Music is under assault by technologists using pitch correction and auto-tune in ways that rob music of its humanity. A recent video showing how Paul McCartney’s voice was auto-tuned in an Adidas ad was shocking — they auto-tuned his timeless recording of “Hey Jude.” As one commenter noted, hearing “take a sad song” auto-tuned causes physical discomfort for discerning listeners.

  • This recently happened also to Billy Joel and his new song, “Turn the Lights Back On.” The song released for the radio manipulated Joel’s timeless voice to the point that it was upsetting. But listening to him sing it live at the Grammy’s a week later, and it was pure bliss. Real voices matter.

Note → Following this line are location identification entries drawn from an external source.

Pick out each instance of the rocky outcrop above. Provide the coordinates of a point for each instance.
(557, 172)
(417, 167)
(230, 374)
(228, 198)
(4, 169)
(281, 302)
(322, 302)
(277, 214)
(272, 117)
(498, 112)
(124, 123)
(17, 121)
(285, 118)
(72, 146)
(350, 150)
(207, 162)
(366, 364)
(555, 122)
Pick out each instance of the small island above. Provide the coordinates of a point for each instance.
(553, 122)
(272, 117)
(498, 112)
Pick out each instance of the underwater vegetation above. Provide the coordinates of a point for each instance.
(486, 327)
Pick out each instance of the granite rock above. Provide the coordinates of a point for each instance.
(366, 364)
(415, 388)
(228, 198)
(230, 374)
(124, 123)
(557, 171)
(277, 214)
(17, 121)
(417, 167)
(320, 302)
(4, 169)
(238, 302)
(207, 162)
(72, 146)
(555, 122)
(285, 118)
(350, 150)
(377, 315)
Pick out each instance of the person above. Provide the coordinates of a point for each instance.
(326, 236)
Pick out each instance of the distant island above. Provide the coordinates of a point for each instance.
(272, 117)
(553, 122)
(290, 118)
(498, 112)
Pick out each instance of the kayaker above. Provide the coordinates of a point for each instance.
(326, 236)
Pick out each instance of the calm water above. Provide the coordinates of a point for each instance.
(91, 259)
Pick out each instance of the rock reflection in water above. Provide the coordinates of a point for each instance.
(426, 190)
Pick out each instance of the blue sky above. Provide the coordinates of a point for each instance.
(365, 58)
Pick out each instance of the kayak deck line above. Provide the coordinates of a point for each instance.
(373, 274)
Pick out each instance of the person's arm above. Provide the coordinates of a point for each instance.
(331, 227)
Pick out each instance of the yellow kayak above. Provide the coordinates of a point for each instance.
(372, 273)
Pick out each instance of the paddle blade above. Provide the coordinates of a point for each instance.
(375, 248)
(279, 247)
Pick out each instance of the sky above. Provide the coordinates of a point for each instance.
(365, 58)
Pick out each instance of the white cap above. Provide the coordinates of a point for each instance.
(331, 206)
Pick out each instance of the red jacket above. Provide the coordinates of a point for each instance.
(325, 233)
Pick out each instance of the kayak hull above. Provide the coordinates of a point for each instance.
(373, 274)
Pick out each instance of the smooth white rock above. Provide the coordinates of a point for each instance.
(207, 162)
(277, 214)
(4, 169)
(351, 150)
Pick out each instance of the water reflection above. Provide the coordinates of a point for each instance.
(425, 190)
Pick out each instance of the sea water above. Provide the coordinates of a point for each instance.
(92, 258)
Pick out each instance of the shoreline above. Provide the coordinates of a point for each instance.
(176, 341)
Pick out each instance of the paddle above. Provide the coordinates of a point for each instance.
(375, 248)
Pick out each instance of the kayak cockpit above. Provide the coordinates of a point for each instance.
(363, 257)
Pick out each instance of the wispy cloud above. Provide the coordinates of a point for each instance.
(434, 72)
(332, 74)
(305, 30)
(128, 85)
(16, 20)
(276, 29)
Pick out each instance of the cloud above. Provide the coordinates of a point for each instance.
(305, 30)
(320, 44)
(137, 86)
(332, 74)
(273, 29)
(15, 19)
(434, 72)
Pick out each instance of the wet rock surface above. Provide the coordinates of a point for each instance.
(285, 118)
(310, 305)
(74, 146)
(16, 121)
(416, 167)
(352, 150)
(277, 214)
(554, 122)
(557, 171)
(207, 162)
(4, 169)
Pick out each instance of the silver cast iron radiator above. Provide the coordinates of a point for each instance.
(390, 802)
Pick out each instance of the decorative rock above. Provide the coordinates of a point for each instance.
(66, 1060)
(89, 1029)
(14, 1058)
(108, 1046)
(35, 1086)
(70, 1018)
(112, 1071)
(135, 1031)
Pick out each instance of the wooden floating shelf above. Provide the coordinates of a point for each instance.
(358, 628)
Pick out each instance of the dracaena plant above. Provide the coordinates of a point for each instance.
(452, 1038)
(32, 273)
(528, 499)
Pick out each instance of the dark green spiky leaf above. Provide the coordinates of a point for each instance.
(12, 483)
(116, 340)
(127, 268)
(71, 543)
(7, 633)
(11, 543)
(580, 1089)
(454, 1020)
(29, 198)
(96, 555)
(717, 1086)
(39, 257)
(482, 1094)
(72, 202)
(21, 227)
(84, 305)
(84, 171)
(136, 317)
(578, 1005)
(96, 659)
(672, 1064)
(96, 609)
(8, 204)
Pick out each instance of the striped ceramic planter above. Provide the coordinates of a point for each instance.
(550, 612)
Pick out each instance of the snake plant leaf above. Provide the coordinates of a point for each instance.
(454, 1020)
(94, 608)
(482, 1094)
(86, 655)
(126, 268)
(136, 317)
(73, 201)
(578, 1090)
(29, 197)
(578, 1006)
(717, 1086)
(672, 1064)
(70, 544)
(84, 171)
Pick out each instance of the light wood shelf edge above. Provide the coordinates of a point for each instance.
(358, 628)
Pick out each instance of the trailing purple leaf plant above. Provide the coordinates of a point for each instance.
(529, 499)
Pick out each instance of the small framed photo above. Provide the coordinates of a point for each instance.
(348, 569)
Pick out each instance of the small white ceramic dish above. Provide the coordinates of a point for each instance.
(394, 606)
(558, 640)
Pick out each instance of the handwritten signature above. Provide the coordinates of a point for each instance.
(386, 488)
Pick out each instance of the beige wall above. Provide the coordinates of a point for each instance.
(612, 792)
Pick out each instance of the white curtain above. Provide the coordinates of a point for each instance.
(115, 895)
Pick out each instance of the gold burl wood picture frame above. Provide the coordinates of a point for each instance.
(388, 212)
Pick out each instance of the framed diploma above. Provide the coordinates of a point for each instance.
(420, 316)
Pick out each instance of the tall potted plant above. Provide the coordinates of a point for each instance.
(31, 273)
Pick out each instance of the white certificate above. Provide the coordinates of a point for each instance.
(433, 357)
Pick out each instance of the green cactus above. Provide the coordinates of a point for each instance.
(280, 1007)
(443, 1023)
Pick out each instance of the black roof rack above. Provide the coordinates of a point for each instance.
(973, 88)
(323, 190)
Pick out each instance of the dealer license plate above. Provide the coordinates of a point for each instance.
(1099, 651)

The Internet is under assault as platforms increasingly interpose themselves between users and information via algorithms that obscure potentially valid and useful information in order to privilege information that may get more clicks. The rather straightforward “search and find” of AltaVista and early Google has been replaced by the “search and settle” reality of today, where information is centered either too routinely on certain sites or boiled down to oversimplified bites.

How did this come to pass? By an overt and excessive veneration of people who can write computer code and scale technology infrastructures. Sure, it’s great, and a new set of polished skills, but nothing to bow down before, actually.

  • Imagine treating people who pour concrete or erect massive public works as if they are magical beings?

Expertise is particular, narrow, and does not scale in the way technocrats like. And it’s often deep, subtle, and even poorly understood by those who possess it. Stories abound of experts who can reflexively discrern genuine articles from forgeries and fakes without being able to explain how.

But this lack of articulation doesn’t invalidate the expertise. Rather, it only confirms how mysterious, difficult, and subtle expertise can be.

To believe that you can take a singer like McCartney, children across the world, scientific communications from hundreds of disciplines, and communities of all kinds on the Internet and paint them with a few, broad technology brushes is a disservice to society.

We live in a world filled with profit-seeking technocrats with no expertise whatsoever. We need to take back our domains from them, a little at a time, or in big chunks — whatever works.